• karthikeyan (6/9/2009)


    RBarryyoung and Gail,

    Big O notation means the steps to complete a problem. Right?

    Sort of. Big-O notation categorizes an algorithm's complexity in terms of the dominant term (without any constant factors) of its execution run-time as a function of the length of its input data("N"), as N approaches infinity. It is a way of talking about the efficiency of an algorithm apart from the efficiency of any particular implementation of that algorithm.

    But then you would know that if you had read the Wikipedia articles.

    1) what do you mean by O(n^2) problem? Pls don't mistake me if i am asking this question again.

    You would know this if you had done what we asked. I will not respond to this question again.

    EDIT: fixed formatting mistakes...

    2) Big O notation means the steps to complete a problem. we denote it as O(n). But what is the difference between O(n) and O(n^2) ?

    This is incorrect. Please read the Wikipedia articles.
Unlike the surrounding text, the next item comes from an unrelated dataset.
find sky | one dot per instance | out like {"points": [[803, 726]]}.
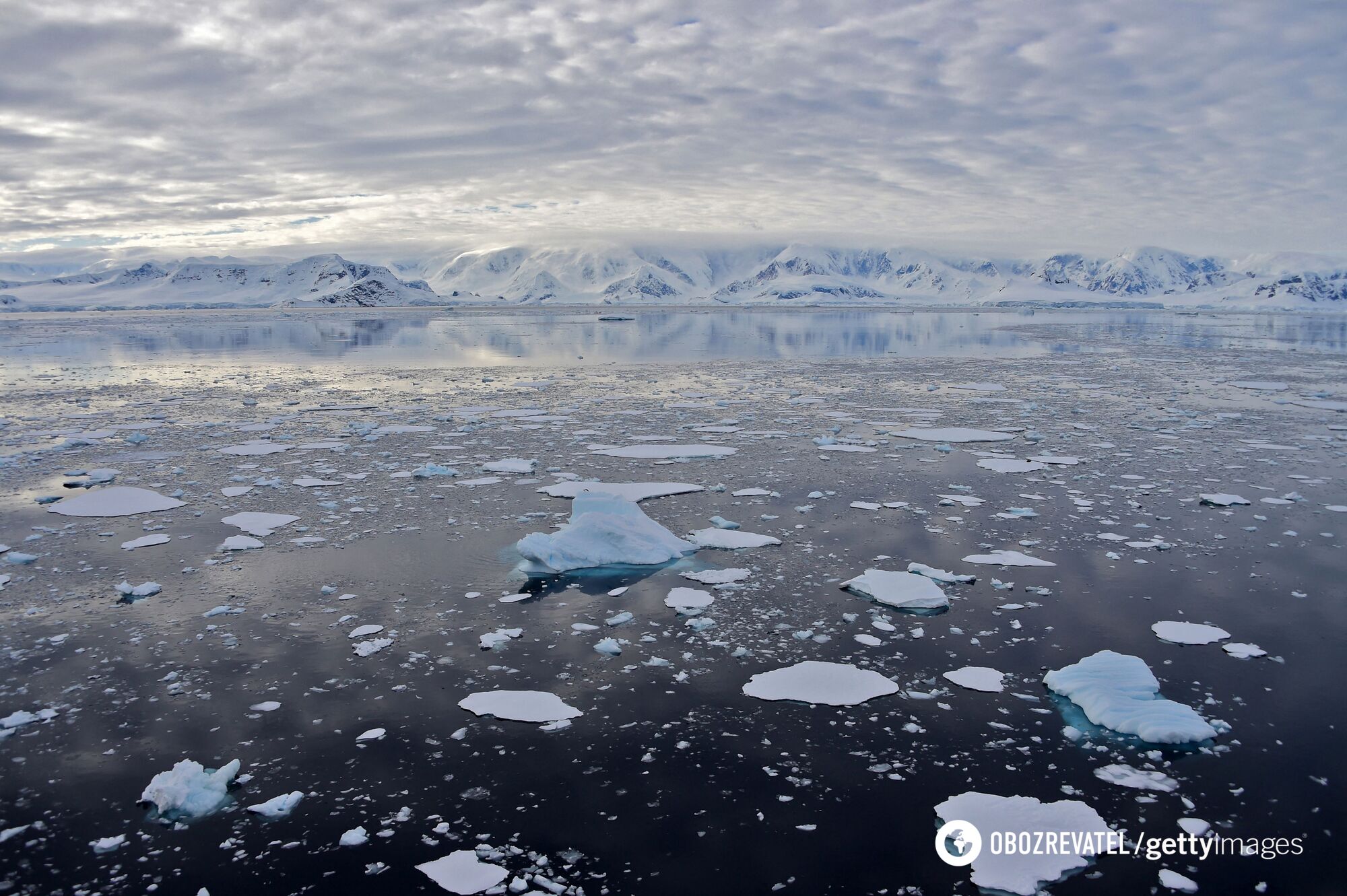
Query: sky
{"points": [[240, 127]]}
    Declare @STR varchar(5)

    select @STR = ''

    select @STR = @STR + no from mystring

    step 1: '' + '1'

    step 2: '1' + '2'

    step 3: '12' + '3'

    step 4: '123' + '4'

    step 5: '1234' + '5'

    so if i apply ((N^2) + N)/2 formula

    N = 5

    ...

    5^2 = 5*5 = 25

    25+5 = 30/2 = 15. Right?

    Yes. Now count the total number of characters in quotes in your steps 1 through 5 above, what do you get?

    2) Can you explain about the formula you used?

    Which formula? I use a lot of them.

    {(n)*(n+1)/2} cost of the naive implementation to {n +(n)*(n-1)/(2*k)} where "k" is that percentage. It's better, but it's still O(n^2).

    Can you explain it?

    It is explained by the text that preceeded it. It is a formula that calculates the execution time of string concatenation that has been improved by being able to use buffer-extension part of the time. "k" is a number between 0 and 1 that expresses how often the buffer-extension trick can be used.